El inicio del año 2026 en Punta Arenas está marcado por una profunda contradicción presupuestaria que ha indignado a los vecinos del sector sur. El Servicio de Urgencia (SAPU) de la población 18 de Septiembre cerró sus puertas durante enero y febrero, dejando sin atención médica inmediata a una de las comunidades más populosas de la capital regional.

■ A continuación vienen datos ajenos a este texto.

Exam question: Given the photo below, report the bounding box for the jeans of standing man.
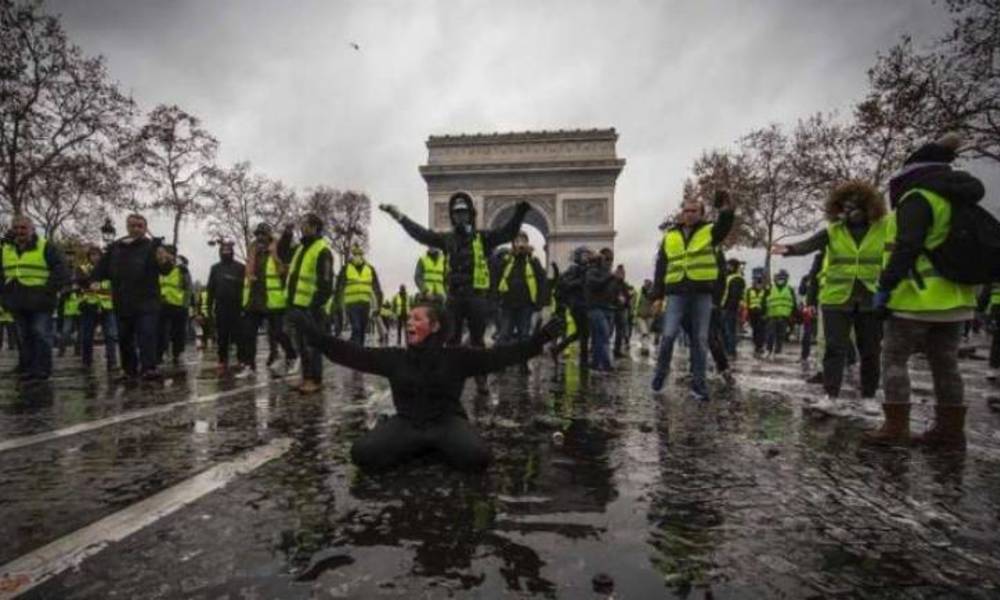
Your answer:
[12,310,53,379]
[156,304,187,362]
[80,306,118,371]
[215,304,245,365]
[823,308,882,398]
[721,308,740,357]
[448,294,493,348]
[767,317,788,354]
[587,308,614,371]
[500,304,535,345]
[118,311,160,377]
[288,307,329,383]
[656,294,712,397]
[344,302,372,346]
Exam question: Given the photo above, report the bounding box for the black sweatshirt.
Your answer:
[308,323,550,426]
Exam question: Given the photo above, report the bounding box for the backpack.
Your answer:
[924,195,1000,285]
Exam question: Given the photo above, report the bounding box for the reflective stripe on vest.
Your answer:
[444,233,490,290]
[243,256,288,310]
[344,263,375,306]
[885,188,977,312]
[819,219,886,306]
[746,288,764,310]
[663,223,719,285]
[497,254,538,304]
[767,285,795,318]
[420,254,445,296]
[160,267,184,306]
[285,238,327,308]
[3,238,49,287]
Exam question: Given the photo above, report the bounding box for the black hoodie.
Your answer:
[399,193,531,297]
[879,165,986,291]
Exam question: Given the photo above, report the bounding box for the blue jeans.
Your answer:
[80,307,118,369]
[656,294,712,396]
[500,304,535,345]
[13,310,53,378]
[587,308,614,371]
[345,302,372,346]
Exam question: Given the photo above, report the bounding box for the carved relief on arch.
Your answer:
[483,194,556,224]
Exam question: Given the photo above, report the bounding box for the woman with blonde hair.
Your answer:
[771,181,886,415]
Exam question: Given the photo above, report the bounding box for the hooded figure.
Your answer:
[382,192,531,372]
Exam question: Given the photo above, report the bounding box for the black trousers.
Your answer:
[823,308,882,398]
[448,295,493,348]
[351,415,492,471]
[237,312,299,367]
[156,304,187,362]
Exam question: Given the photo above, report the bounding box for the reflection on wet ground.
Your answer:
[0,338,1000,598]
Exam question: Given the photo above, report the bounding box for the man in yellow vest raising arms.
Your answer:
[335,246,382,346]
[867,136,985,449]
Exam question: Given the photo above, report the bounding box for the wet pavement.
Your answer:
[0,340,1000,598]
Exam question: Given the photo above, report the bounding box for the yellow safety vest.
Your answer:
[420,254,445,296]
[160,267,184,306]
[767,285,795,319]
[3,238,49,287]
[344,263,375,306]
[285,238,327,308]
[663,223,719,285]
[819,219,886,306]
[243,256,288,310]
[497,254,538,303]
[746,288,765,310]
[885,188,977,312]
[444,233,490,290]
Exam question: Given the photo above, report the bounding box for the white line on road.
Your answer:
[0,438,292,599]
[0,380,276,452]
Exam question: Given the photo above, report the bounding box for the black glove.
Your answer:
[539,313,566,343]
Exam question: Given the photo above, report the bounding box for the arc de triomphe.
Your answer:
[420,128,625,268]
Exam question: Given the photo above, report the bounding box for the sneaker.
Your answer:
[652,371,667,392]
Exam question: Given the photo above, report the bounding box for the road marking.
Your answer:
[0,438,292,599]
[0,379,280,452]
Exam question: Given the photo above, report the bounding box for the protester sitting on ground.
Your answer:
[294,303,563,471]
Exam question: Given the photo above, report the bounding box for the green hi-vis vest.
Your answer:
[720,273,748,306]
[745,288,764,310]
[444,233,490,290]
[344,263,375,306]
[420,254,445,296]
[819,219,886,306]
[497,254,538,303]
[80,279,114,310]
[285,238,327,308]
[243,256,288,310]
[390,292,410,315]
[663,223,719,285]
[3,238,49,287]
[885,188,979,312]
[160,267,184,306]
[767,285,795,319]
[63,292,80,317]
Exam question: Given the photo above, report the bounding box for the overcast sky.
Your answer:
[47,0,968,288]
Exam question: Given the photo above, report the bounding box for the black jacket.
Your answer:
[653,210,735,299]
[400,198,531,297]
[0,235,70,311]
[92,237,167,317]
[306,324,550,426]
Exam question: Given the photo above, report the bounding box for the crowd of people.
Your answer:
[0,138,1000,469]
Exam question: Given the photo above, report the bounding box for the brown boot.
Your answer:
[913,404,967,450]
[862,402,910,446]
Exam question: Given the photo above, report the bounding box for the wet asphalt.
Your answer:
[0,338,1000,598]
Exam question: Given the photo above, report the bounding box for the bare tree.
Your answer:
[206,161,296,259]
[128,104,219,244]
[0,0,134,214]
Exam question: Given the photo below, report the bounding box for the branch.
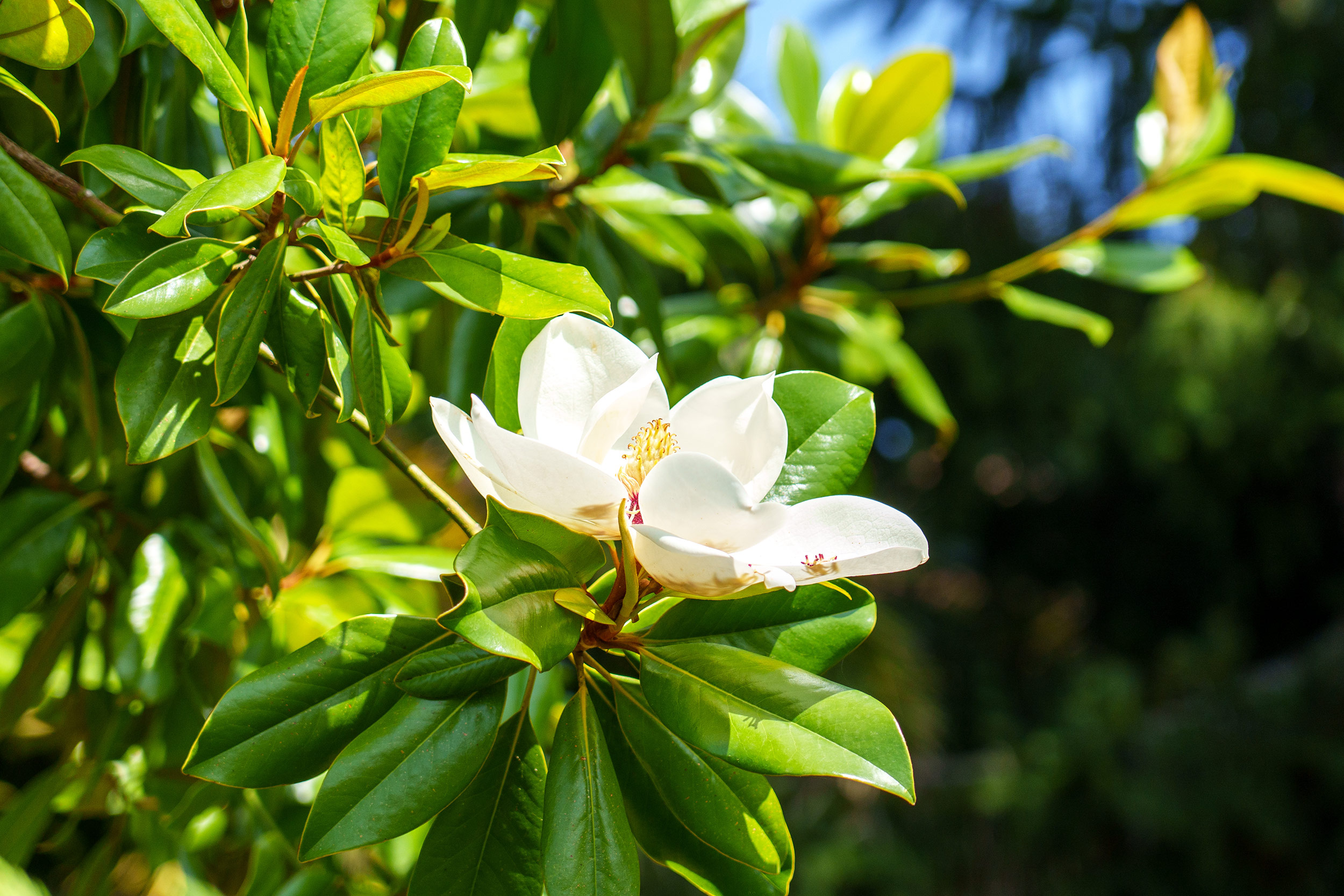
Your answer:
[0,134,124,227]
[258,345,481,536]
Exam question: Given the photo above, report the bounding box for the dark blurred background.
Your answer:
[645,0,1344,896]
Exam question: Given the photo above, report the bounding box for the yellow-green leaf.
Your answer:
[308,66,472,122]
[840,51,952,159]
[0,0,93,68]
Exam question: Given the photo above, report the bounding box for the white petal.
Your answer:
[737,494,929,584]
[632,525,793,598]
[577,355,668,470]
[472,395,625,539]
[640,451,790,554]
[429,398,554,513]
[518,314,667,454]
[668,374,789,501]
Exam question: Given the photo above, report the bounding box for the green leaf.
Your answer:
[0,146,72,281]
[528,0,616,144]
[542,681,640,896]
[765,371,878,504]
[266,289,327,411]
[61,144,206,212]
[116,305,218,463]
[0,68,61,142]
[126,533,190,672]
[183,615,448,787]
[999,285,1114,345]
[102,236,242,317]
[839,51,952,159]
[485,497,606,582]
[644,579,878,675]
[308,66,472,122]
[596,0,680,107]
[317,112,364,227]
[481,317,547,433]
[214,235,288,404]
[593,678,793,896]
[1055,240,1204,293]
[440,525,583,672]
[266,0,378,133]
[196,439,285,595]
[0,489,85,627]
[280,168,323,215]
[409,707,546,896]
[1113,153,1344,230]
[0,0,93,70]
[421,146,564,195]
[612,678,782,875]
[149,156,285,236]
[397,641,527,700]
[390,236,612,324]
[140,0,255,118]
[298,684,507,861]
[75,211,174,286]
[774,21,821,142]
[640,643,914,802]
[720,137,967,200]
[378,19,467,208]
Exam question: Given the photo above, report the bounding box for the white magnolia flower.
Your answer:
[433,314,929,597]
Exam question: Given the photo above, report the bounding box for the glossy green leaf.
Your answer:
[641,642,914,802]
[999,285,1116,345]
[440,525,583,672]
[485,497,606,582]
[409,709,546,896]
[0,68,61,141]
[317,118,364,227]
[596,0,679,106]
[183,615,448,787]
[266,0,378,133]
[0,146,70,281]
[298,684,505,861]
[196,439,285,594]
[542,683,640,896]
[774,21,821,142]
[378,19,467,208]
[593,678,793,896]
[308,66,472,122]
[722,137,967,205]
[421,146,564,195]
[0,489,83,626]
[528,0,616,144]
[214,235,288,404]
[644,579,878,675]
[266,289,327,411]
[839,51,952,159]
[126,533,190,672]
[765,371,878,504]
[397,641,527,700]
[75,211,174,286]
[140,0,255,118]
[0,0,93,68]
[104,236,242,317]
[149,156,285,236]
[116,305,218,463]
[612,678,781,875]
[62,144,206,211]
[391,236,612,324]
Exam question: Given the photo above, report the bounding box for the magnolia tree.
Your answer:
[0,0,1344,896]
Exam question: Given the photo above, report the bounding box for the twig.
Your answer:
[0,134,124,227]
[258,345,481,535]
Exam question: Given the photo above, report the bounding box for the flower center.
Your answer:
[616,418,677,522]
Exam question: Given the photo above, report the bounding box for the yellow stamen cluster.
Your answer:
[616,418,677,496]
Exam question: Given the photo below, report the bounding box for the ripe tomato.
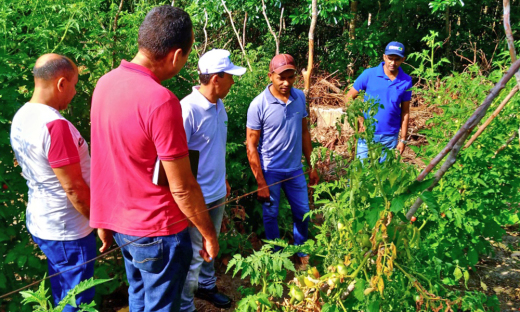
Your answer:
[336,263,348,275]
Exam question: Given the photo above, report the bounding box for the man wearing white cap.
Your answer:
[181,49,246,312]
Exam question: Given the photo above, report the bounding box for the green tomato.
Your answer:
[336,263,348,275]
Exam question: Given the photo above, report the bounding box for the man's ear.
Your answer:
[56,77,67,92]
[209,74,219,84]
[169,48,183,67]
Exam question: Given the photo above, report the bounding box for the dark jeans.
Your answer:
[262,169,309,257]
[114,228,192,312]
[33,232,96,312]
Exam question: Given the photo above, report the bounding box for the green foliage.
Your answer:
[20,278,109,312]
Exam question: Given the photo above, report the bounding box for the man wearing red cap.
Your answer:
[246,54,318,269]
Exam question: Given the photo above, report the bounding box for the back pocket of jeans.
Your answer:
[123,238,164,273]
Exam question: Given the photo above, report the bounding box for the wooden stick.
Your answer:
[242,12,247,47]
[406,60,520,220]
[464,85,518,148]
[202,8,208,55]
[302,0,318,102]
[220,0,253,71]
[112,0,124,68]
[262,0,280,55]
[503,0,520,86]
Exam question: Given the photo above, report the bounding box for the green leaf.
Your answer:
[354,278,366,301]
[419,191,439,212]
[453,267,462,281]
[390,195,408,213]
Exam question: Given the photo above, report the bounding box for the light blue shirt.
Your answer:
[354,62,413,135]
[247,85,308,172]
[181,86,228,204]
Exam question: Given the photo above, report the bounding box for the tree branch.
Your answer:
[112,0,125,68]
[202,8,208,55]
[220,0,253,71]
[302,0,318,98]
[406,60,520,220]
[464,85,518,148]
[262,0,280,55]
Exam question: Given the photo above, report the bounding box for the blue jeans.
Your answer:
[262,169,309,257]
[181,198,226,312]
[114,229,192,312]
[32,232,96,312]
[356,134,399,163]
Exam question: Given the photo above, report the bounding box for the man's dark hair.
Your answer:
[33,55,75,80]
[137,5,193,60]
[199,70,224,86]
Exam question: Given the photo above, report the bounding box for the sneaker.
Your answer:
[195,286,232,309]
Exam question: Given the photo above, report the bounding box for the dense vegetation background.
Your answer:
[0,0,520,311]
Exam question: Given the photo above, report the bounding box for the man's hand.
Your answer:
[199,237,219,262]
[98,229,114,253]
[226,180,231,197]
[256,185,271,203]
[309,168,320,185]
[395,142,405,155]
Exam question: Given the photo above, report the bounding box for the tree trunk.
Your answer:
[348,1,358,40]
[302,0,318,103]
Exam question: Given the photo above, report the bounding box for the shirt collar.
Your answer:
[192,86,224,112]
[264,83,297,105]
[377,62,404,82]
[119,60,161,83]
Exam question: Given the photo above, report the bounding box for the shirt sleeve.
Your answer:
[148,96,188,160]
[403,80,413,102]
[47,119,80,168]
[181,104,193,143]
[353,70,368,92]
[246,99,262,130]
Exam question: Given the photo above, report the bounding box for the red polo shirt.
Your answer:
[90,60,188,236]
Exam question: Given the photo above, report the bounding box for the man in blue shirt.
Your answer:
[347,41,412,162]
[181,49,246,312]
[246,54,318,269]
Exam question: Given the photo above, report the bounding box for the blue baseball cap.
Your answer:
[385,41,404,57]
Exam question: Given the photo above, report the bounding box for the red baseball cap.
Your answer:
[269,54,296,74]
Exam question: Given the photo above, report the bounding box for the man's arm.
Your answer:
[396,101,410,155]
[345,87,365,132]
[302,118,319,185]
[52,163,114,252]
[161,157,219,262]
[52,162,90,219]
[246,128,269,201]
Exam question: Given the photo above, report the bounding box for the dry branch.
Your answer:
[242,12,247,47]
[504,0,520,86]
[493,130,520,158]
[262,0,283,55]
[202,8,208,55]
[302,0,318,102]
[221,0,253,71]
[406,61,520,220]
[464,86,518,148]
[112,0,125,68]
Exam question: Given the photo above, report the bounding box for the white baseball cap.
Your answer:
[199,49,246,76]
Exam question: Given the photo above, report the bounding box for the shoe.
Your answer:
[294,255,309,271]
[195,286,232,309]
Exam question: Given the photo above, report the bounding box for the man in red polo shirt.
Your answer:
[90,5,218,312]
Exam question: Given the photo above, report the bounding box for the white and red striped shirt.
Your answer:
[11,103,92,241]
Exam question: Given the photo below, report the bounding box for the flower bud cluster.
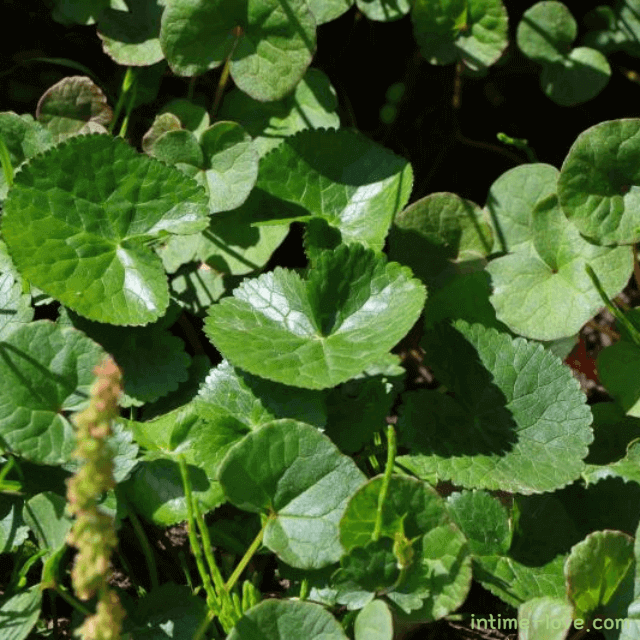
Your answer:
[67,358,124,640]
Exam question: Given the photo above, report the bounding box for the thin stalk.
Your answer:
[178,455,218,611]
[371,425,398,542]
[116,487,160,589]
[585,265,640,347]
[54,584,93,616]
[0,136,13,188]
[109,67,133,133]
[224,519,269,591]
[118,73,138,138]
[211,58,235,120]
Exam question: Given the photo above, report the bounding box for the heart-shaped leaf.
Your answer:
[205,245,425,389]
[1,135,208,325]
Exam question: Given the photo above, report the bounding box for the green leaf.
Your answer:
[487,195,633,340]
[565,531,636,619]
[340,476,471,621]
[411,0,508,70]
[540,47,611,107]
[157,208,289,276]
[63,314,191,407]
[324,354,406,454]
[516,0,578,63]
[242,129,413,250]
[160,0,316,101]
[205,245,425,389]
[1,136,207,325]
[0,584,42,640]
[131,582,206,640]
[558,119,640,245]
[98,0,165,67]
[353,600,393,640]
[194,361,327,430]
[0,240,34,339]
[227,599,347,640]
[485,163,560,253]
[597,337,640,418]
[36,76,113,142]
[0,496,29,553]
[219,67,340,156]
[356,0,411,22]
[518,597,573,640]
[389,193,493,285]
[219,420,365,569]
[447,491,511,556]
[307,0,353,25]
[398,321,593,494]
[0,320,104,464]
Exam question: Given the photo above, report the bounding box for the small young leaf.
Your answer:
[1,135,207,325]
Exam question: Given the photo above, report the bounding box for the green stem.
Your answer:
[193,500,224,599]
[178,455,218,611]
[224,519,269,591]
[109,67,133,133]
[115,487,160,589]
[585,265,640,347]
[0,136,13,188]
[118,69,138,138]
[300,578,309,600]
[211,56,231,120]
[371,425,397,542]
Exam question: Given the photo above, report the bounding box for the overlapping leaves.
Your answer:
[205,245,425,389]
[398,321,593,494]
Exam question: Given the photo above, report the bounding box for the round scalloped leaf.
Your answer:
[356,0,411,22]
[485,163,560,252]
[340,476,471,621]
[558,118,640,245]
[540,47,611,107]
[389,192,493,285]
[474,555,566,607]
[597,339,640,418]
[194,361,327,429]
[487,195,633,340]
[447,490,511,556]
[60,316,191,407]
[218,420,366,569]
[411,0,508,71]
[98,0,166,67]
[205,245,426,389]
[160,0,316,101]
[227,599,348,640]
[516,0,578,63]
[353,600,393,640]
[1,136,208,325]
[200,121,260,213]
[36,76,113,141]
[0,240,34,339]
[565,531,636,619]
[518,596,573,640]
[307,0,353,25]
[0,320,105,465]
[398,321,593,494]
[147,127,204,169]
[219,67,340,156]
[246,129,413,250]
[0,111,53,201]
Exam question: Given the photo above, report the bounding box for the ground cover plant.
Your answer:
[5,0,640,640]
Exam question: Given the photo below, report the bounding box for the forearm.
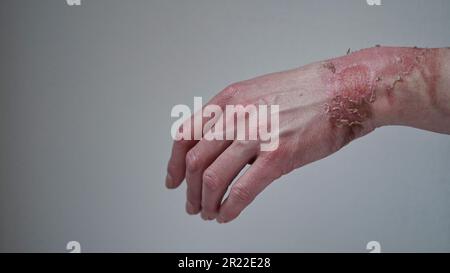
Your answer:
[325,47,450,134]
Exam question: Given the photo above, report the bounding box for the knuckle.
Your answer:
[230,185,253,203]
[203,169,221,191]
[186,149,200,173]
[222,83,242,100]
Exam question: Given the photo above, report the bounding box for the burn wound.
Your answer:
[325,65,375,127]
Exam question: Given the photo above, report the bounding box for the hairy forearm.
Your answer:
[323,47,450,134]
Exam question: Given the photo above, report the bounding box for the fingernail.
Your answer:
[186,201,196,214]
[217,216,225,224]
[166,173,173,189]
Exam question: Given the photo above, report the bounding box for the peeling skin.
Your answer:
[323,46,439,132]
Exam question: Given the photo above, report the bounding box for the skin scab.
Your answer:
[323,62,336,74]
[324,46,439,127]
[325,65,375,127]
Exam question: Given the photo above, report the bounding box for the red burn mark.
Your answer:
[325,65,375,127]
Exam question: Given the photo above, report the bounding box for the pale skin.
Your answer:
[166,46,450,223]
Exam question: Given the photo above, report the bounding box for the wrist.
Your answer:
[325,47,450,131]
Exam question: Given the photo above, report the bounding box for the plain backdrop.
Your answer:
[0,0,450,252]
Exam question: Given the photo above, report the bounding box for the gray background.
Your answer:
[0,0,450,252]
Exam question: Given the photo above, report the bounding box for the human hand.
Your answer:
[166,47,450,223]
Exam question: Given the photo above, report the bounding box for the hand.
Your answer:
[166,47,450,223]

La razón es un déficit de $90 millones de pesos que la Corporación Municipal (CORMUPA) no puede cubrir. Esta situación contrasta drásticamente con la aprobación de $850 millones destinados a actividades culturales para el mismo periodo, lo que desató un tenso debate en la última sesión del Concejo Municipal.
Históricamente, el municipio cubría estos vacíos de caja utilizando excedentes de otras áreas mientras esperaba los fondos del Ministerio de Salud (Minsal). Sin embargo, el Informe de Auditoría 522 de la Contraloría puso fin a esta práctica:
Prohibición legal: Ya no se permite mover fondos de un ítem a otro para cubrir gastos operativos de salud.
Retraso estatal: El Estado adeuda más de $5.226 millones a la comuna, y las transferencias suelen regularizarse recién en abril.
Impacto en recursos humanos: La falta de liquidez obligó a terminar los contratos de 37 funcionarios de salud el pasado 31 de diciembre, cuya recontratación es incierta.
Aunque el Concejo visó una subvención de $1.842 millones para la CORMUPA, los ediles cuestionaron que no se priorizaran los $45 millones mensuales necesarios para mantener el SAPU abierto, frente a los millonarios recursos asignados a la Fundación de Cultura.
Puntos críticos del conflicto:
Desprotección total: 18.000 usuarios del sector "18 de Septiembre" deberán trasladarse a otros centros de urgencia, colapsando el sistema restante.
Oficio presidencial: En un hecho inusual, el Concejo acordó de forma unánime enviar una carta al Presidente de la República para denunciar que el financiamiento de la salud primaria debe estar disponible el 1 de enero.
Incertidumbre laboral: Los equipos de salud desvinculados denuncian que esta interrupción afecta la continuidad de los tratamientos y programas preventivos.
“Es un descriterio. No podemos explicarle a un vecino que no tiene urgencia médica porque nos gastamos la plata en festivales mientras el Ministerio de Salud se demora cuatro meses en pagar”, señalaron desde el cuerpo de concejales.